Mazda is bringing back the rotary engine.
Mazda is bringing back the rotary engine.

Mazda confirms return of the rotary engine — with a hybrid

MAZDA has finally confirmed it is bringing back the rotary engine, but not as we have known it.

The rotary engine disappeared with the RX-8 in 2012 and the hype and rumours surrounding its return have not abated.

The unique engine was known for its high-revving nature, low torque output and high fuel consumption - three traits not associated with modern car engines.

But the latest iteration will not be stand-alone power - it will be combined with an electric motor as a range extender to charge batteries when required.

Mazda RX-8: The last production vehicle to use a rotary engine.
Mazda RX-8: The last production vehicle to use a rotary engine.

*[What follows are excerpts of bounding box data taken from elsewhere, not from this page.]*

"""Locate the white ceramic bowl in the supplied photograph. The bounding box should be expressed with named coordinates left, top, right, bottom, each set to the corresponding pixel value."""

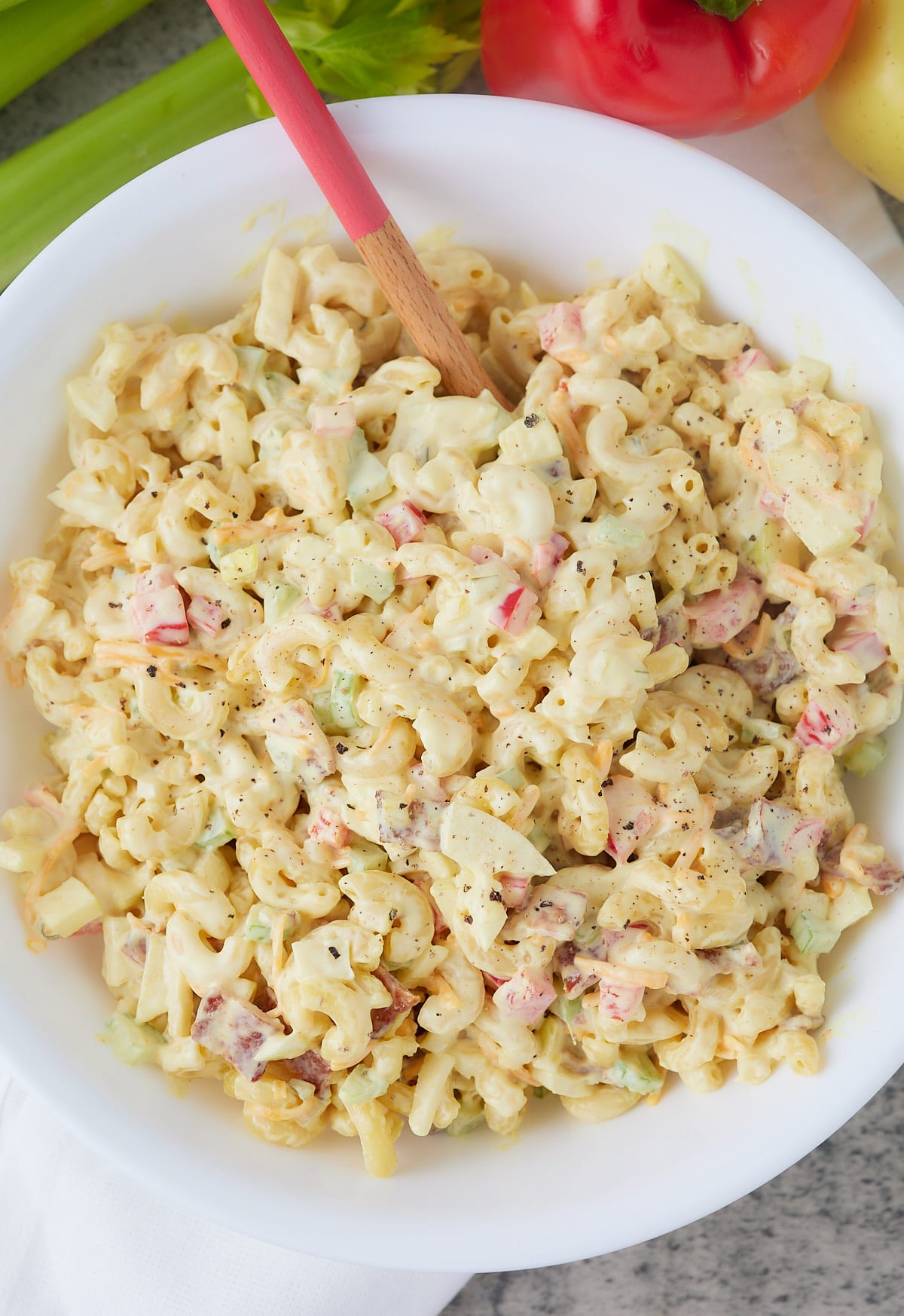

left=0, top=96, right=904, bottom=1270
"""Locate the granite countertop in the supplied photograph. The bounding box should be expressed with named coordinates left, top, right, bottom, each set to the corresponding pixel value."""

left=0, top=0, right=904, bottom=1316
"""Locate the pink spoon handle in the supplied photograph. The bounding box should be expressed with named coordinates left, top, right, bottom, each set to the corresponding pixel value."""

left=208, top=0, right=389, bottom=242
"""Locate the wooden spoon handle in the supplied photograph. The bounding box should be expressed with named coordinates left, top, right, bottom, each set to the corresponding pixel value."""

left=208, top=0, right=512, bottom=411
left=356, top=215, right=512, bottom=411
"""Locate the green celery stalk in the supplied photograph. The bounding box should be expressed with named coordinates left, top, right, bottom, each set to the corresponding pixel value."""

left=0, top=0, right=481, bottom=288
left=0, top=0, right=150, bottom=106
left=0, top=37, right=254, bottom=288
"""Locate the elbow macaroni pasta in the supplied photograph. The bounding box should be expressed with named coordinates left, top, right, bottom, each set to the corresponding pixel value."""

left=0, top=237, right=904, bottom=1175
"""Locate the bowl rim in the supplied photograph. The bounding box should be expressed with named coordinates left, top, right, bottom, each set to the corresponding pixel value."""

left=0, top=93, right=904, bottom=1272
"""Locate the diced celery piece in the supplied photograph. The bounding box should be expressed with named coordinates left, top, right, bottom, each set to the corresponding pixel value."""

left=220, top=543, right=259, bottom=583
left=548, top=992, right=583, bottom=1024
left=841, top=736, right=886, bottom=776
left=527, top=822, right=550, bottom=854
left=329, top=669, right=361, bottom=732
left=233, top=346, right=270, bottom=388
left=346, top=430, right=393, bottom=510
left=340, top=1065, right=389, bottom=1106
left=742, top=521, right=782, bottom=580
left=349, top=558, right=396, bottom=603
left=791, top=909, right=841, bottom=956
left=446, top=1092, right=483, bottom=1138
left=608, top=1051, right=664, bottom=1096
left=308, top=667, right=361, bottom=736
left=308, top=686, right=334, bottom=736
left=349, top=837, right=389, bottom=873
left=106, top=1012, right=163, bottom=1065
left=197, top=804, right=236, bottom=850
left=594, top=516, right=646, bottom=549
left=263, top=580, right=301, bottom=626
left=245, top=904, right=273, bottom=941
left=34, top=878, right=104, bottom=938
left=741, top=718, right=786, bottom=745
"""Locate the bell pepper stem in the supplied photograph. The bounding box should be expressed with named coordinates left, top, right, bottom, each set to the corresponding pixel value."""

left=694, top=0, right=762, bottom=21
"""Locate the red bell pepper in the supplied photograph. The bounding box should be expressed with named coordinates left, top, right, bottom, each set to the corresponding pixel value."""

left=481, top=0, right=860, bottom=137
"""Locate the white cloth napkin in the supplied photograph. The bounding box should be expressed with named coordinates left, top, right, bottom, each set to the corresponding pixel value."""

left=0, top=95, right=904, bottom=1316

The rotary engine was chosen as a range extender because of its compact size and high power output.

Mazda plans to develop the new hybrid in conjunction with a fully electric vehicle. It is believed Mazda aims to launch both vehicles within a couple of years.

A small manufacturer on the world stage, Mazda is well behind other brands in developing electrified cars - many rivals have several vehicles ready to hit the market.

Mazda boss Akira Marumoto is attempting to remedy this and change the maker's image: "They say that the automotive industry is undergoing a once-in-a-century transformation. At Mazda, we see this as an opportunity to create a new car culture."

The company has a goal to have some form of electrification in all its new vehicles by 2030. At the same time it expects electric vehicles to account for 95 per cent of its sales.

Mazda has previously rejected hybrids and electric cars and instead focused on making far more efficient petrol engines.

Among other developments, its Skyactiv-X tech - due to be used in Mazdas from next year - aims for greater fuel efficiency by igniting fuel with compression rather than a spark, as in diesel engines.